Fermented foods: what they are, benefits


Introduction

Miso, kefir, yogurt, fermented vegetables, kombucha tea, brewer's yeast, they are all fermented foods that can become part of the daily diet, bringing significant benefits to the entire body. All, in general, increase thecontribution pro-biotico for the benefit of the intestine, and the natural defenses of the organism. There fermentation, in addition to preserving food, it also helps digestion because part of the digestion of food is already included in the fermentation process. How does fermentation happen? In short, a food is deprived of itsoxygen and left macerate in a sterile container, usually glass jars. If you add sale one happens lactic fermentationif added vinegar an acetic fermentation, or allowing their own to develop alcoholic ferments.

What is a fermented food?

A fermented food is the result of a biochemical process of yeasts and bacteria, or more generally by microorganisms, which colonize the starting product (vegetables, fruit, milk, soy) and release the energy contained in the sugars or amino acids of the same in order to be able to use it. The food that has been transformed is now much more nutritionally rich.

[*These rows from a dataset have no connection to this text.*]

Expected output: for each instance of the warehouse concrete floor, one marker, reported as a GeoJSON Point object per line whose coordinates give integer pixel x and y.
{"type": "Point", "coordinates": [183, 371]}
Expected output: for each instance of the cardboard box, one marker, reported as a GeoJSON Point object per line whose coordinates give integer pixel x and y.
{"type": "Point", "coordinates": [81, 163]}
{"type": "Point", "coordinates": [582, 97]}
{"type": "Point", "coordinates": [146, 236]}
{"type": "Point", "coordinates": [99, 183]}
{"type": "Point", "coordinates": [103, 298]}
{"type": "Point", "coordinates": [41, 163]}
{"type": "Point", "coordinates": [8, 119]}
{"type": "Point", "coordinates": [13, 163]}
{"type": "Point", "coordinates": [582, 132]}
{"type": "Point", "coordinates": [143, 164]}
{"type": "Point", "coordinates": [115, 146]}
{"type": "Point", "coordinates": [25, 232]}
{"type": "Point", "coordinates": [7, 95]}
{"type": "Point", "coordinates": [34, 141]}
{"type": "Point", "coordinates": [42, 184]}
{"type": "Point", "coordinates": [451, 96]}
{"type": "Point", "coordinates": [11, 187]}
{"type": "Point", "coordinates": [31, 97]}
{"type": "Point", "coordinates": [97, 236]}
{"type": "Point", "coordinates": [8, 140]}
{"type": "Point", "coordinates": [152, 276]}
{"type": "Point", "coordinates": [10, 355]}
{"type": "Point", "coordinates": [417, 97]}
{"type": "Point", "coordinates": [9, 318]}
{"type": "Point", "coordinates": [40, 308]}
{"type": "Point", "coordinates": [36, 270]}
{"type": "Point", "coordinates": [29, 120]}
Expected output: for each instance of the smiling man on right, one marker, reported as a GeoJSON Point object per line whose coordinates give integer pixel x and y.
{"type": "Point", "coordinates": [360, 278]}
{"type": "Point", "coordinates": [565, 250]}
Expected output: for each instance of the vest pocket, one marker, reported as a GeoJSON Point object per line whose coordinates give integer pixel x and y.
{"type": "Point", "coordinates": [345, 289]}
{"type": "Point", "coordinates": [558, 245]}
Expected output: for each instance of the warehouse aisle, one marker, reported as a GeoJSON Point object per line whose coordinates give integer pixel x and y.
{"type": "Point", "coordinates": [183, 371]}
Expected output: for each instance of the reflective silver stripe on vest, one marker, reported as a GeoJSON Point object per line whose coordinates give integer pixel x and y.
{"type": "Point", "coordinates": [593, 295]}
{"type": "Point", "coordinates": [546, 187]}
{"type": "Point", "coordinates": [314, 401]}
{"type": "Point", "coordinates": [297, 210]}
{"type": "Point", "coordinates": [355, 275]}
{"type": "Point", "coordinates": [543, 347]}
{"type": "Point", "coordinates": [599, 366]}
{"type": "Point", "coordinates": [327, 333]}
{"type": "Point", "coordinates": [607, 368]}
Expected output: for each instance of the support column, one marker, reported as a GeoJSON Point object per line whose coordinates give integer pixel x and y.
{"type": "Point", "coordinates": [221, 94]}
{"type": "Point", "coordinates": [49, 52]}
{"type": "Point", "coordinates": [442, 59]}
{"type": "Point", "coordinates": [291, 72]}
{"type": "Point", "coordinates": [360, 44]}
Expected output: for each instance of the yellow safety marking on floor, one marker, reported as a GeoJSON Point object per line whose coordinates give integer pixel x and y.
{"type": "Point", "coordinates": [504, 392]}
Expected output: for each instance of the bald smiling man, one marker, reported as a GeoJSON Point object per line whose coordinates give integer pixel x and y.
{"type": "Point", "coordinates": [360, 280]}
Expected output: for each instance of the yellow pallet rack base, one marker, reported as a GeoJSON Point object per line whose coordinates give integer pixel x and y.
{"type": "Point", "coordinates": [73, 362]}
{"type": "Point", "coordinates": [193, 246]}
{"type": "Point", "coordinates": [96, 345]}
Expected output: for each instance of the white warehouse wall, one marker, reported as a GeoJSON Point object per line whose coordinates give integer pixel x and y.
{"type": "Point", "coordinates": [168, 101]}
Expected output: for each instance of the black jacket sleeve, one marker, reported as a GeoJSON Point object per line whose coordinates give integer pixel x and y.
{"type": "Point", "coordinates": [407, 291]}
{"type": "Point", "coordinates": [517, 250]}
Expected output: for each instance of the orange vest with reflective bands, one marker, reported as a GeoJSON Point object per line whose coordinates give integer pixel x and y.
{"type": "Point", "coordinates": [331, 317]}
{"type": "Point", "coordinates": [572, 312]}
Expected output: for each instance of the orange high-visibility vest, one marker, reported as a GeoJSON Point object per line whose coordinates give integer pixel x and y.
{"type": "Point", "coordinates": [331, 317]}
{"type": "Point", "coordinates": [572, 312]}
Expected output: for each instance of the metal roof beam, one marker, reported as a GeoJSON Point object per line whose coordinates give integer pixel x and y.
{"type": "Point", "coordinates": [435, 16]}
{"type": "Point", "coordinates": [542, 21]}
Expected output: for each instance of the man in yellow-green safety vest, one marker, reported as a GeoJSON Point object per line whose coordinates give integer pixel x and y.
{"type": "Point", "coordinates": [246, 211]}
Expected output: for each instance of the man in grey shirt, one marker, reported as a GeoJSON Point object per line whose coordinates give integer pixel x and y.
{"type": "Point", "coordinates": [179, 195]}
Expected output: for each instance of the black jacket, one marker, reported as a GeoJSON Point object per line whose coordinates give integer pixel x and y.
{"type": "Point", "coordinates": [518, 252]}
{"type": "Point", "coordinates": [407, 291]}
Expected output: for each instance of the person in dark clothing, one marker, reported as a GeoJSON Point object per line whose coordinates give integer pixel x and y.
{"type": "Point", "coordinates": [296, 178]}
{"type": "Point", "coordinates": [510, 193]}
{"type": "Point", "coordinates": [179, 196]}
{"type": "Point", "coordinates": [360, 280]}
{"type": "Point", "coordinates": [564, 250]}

Fermented foods: what are they?

They are different fermented foods which are a regular part of the daily diet. Some derive from Eastern culture, others, however, from Western and Northern European popular tradition. Among the most common we have:

  • Miso: it is a natural fermented condiment obtained from soy, cereals and whole sea salt widely used for centuries in Japan and China. It is a soft brown pasta that replaces the classic kitchen stock cube in the preparation of vegetables, meat or vegetable broth homemade. The dishes, with a small addition, will be rich in probiotics. Miso regulates intestinal functions and strengthens the immune system.
  • Kimchi: typical very spicy Korean dish based on fermented vegetables: cabbage, radishes, cucumbers and spring onions with the addition of ginger, chilli pepper, garlic, water and salt.
  • Tempeh: versatile food in the kitchen, especially for vegan or vegetarian diets, obtained from fermentation of cooked soybeans. It looks like a sort of dough, ideal for preparing stews, chilli and for filling fresh pasta ravioli.
  • Kefir: fermented drink based on milk and water rich in lactic ferments and active probiotics. In large-scale retail trade, or in organic supermarkets, you can also find yogurt and kefir-based smoothies. Excellent alternative to cow's milk or vegetable drinks for breakfast. It does not contain lactose.
  • Sauerkraut: vegetables traditionally consumed in the northernmost regions of Italy and in northern Europe where the cultivation of cabbage which is fermented with the addition of salt (not vinegar as the characteristic sour taste might suggest).
  • Kombucha: kombucha tea is a drink of oriental origin beneficial for the kidneys, stomach and spleen.
  • Beer
  • Mother yeast: flour, acidified water due to the proliferation of yeasts and lactic bacteria which obviously trigger fermentation. Bread, pizza and leavened products with sourdough are much more digestible than common doughs with brewer's yeast.
  • Gherkins

How to ferment vegetables at home

Preparing fermented vegetables at home is not that complicated: just wash, peel (if necessary), and cut the vegetables. The most suitable are: cabbage, celery, carrots, onion. Quantities:1 kg of vegetables, 10 g of coarse salt and 1 l of water. The vegetables are squeezed to eliminate the juices, closed in a sterilized glass jar, closed and shaken several times a day, but only before fermentation starts, so as to oxygenate the contents. The vegetables will be fermented and consumed after approximately 3 weeks. They keep for about a year. Beware of Botox. Fermented foods can to perish. Attention must be paid to the times and methods of conservation and especially to botulinum toxin. In reality, if fermentation starts, such a high acidity develops (pH 3 or 4) that it inhibits the proliferation of dangerous bacteria.

Properties of fermented foods

I fermented foods they do well and are necessary especially because of the probiotics. They improve the quality of our immune system, helping us to prevent disorders especially of the oral and gastro-intestinal system. Among the general benefits brought by the consumption of fermented foods, we find:

Fermented foods: contraindications

These are foods that are mostly beneficial for health and intestinal balance, but they should always be consumed with the right moderation. Excessive consumption of fermented foods can have laxative effects and some, such as milk, contain a lot of sugars, although dairy fermentation reduces the levels of complex sugars and lactose present in cheesesin a natural way.